The Infinite Lake

@Kunal Gupta – I can give you an "easy" explanation of the problem, if not of the solution I posted. Let $E_n$ be the expected number of moves to reach the left-most lilypad, given that the frog starts $n$ lilypads to the right. Of course $E_0 = 0$ . By conditioning on the outcome of the first jump, we have that $E_n \; = \; \tfrac12(1 + E_{n-1}) + \tfrac12(1 + E_{n+1}) \; = \; 1 + \tfrac12(E_{n-1} + E_{n+1}) \hspace{2cm} n \ge 1$ Let us assume that $E_1$ is finite (this is the number we are asked to calculate). It is then clear by induction that $E_n$ is finite for all $n \ge 0$ (just use the recurrence relation to calculate $E_2$ , $E_3$ , and so on up).

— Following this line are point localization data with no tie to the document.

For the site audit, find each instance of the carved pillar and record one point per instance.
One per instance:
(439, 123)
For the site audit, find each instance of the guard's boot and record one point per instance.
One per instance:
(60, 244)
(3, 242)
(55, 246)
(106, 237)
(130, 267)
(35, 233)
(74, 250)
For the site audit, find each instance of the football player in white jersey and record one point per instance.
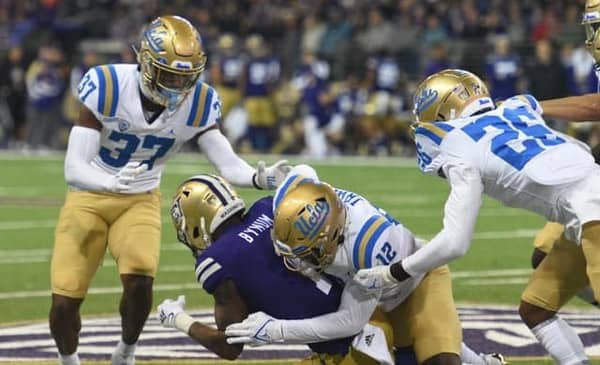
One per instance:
(133, 118)
(510, 154)
(338, 232)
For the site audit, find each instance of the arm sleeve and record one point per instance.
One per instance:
(84, 144)
(573, 108)
(460, 215)
(356, 307)
(219, 152)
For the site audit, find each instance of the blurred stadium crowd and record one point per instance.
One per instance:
(318, 77)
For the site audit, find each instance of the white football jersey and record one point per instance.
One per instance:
(522, 162)
(371, 238)
(112, 93)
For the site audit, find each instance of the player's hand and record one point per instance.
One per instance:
(375, 279)
(169, 309)
(270, 177)
(119, 183)
(256, 330)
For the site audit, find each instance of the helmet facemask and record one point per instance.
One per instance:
(200, 206)
(171, 60)
(591, 23)
(308, 229)
(450, 94)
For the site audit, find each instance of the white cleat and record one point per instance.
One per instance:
(121, 359)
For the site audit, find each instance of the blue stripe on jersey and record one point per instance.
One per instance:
(194, 109)
(283, 190)
(429, 134)
(359, 238)
(207, 106)
(101, 89)
(444, 126)
(115, 98)
(371, 243)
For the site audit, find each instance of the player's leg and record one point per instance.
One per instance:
(372, 346)
(79, 245)
(556, 280)
(428, 321)
(590, 243)
(544, 240)
(134, 242)
(543, 243)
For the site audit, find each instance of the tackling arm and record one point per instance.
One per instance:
(356, 307)
(234, 169)
(352, 315)
(574, 108)
(229, 308)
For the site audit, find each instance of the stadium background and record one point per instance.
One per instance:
(349, 59)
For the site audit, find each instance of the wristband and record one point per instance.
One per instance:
(254, 182)
(183, 322)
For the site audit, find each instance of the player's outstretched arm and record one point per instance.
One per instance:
(574, 108)
(460, 214)
(356, 307)
(234, 169)
(229, 308)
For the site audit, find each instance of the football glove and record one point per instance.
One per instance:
(171, 314)
(256, 330)
(375, 279)
(119, 183)
(270, 177)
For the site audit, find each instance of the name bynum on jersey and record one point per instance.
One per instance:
(112, 93)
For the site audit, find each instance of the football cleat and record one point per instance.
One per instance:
(494, 359)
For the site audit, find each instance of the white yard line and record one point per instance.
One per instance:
(101, 290)
(475, 278)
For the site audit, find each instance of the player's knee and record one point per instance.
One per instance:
(533, 315)
(536, 257)
(443, 359)
(137, 285)
(64, 309)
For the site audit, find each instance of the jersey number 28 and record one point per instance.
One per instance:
(533, 138)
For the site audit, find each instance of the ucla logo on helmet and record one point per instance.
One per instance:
(310, 224)
(425, 100)
(154, 36)
(123, 125)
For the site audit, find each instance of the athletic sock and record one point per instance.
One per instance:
(561, 342)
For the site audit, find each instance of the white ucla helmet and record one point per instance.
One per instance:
(171, 60)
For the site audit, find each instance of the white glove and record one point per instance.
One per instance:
(375, 279)
(171, 314)
(119, 183)
(256, 330)
(270, 177)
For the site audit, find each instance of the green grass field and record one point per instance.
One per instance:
(31, 191)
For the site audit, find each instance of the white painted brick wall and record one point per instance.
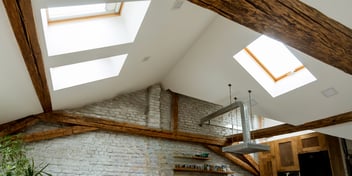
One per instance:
(114, 154)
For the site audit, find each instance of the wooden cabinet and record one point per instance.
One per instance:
(312, 142)
(283, 156)
(287, 155)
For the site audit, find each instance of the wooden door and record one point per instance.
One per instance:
(287, 156)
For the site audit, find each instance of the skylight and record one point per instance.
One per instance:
(86, 72)
(81, 11)
(271, 64)
(68, 29)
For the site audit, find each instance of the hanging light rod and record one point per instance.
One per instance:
(237, 104)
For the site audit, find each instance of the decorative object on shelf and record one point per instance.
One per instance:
(204, 168)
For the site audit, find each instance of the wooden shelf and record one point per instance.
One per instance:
(192, 157)
(199, 170)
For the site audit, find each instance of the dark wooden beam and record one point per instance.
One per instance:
(55, 133)
(233, 159)
(174, 106)
(114, 126)
(287, 128)
(294, 23)
(17, 125)
(21, 18)
(252, 162)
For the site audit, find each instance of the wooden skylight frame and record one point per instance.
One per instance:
(118, 12)
(267, 71)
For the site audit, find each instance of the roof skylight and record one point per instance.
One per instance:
(81, 11)
(85, 72)
(68, 29)
(271, 64)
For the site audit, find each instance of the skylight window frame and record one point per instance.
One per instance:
(288, 77)
(86, 16)
(267, 71)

If we solve the recurrence relation, we must have $E_n \; = \; A + Bn - n^2$ for some constants $A,B$ . Since $E_0 = 0$ , we deduce that $A=0$ , and hence $E_n = Bn - n^2$ . Even though we do not know what $B$ is, it is clear that that formula must have $E_n$ negative for large enough $n$ , which is not possible.

Thus we deduce that $E_1$ is infinite.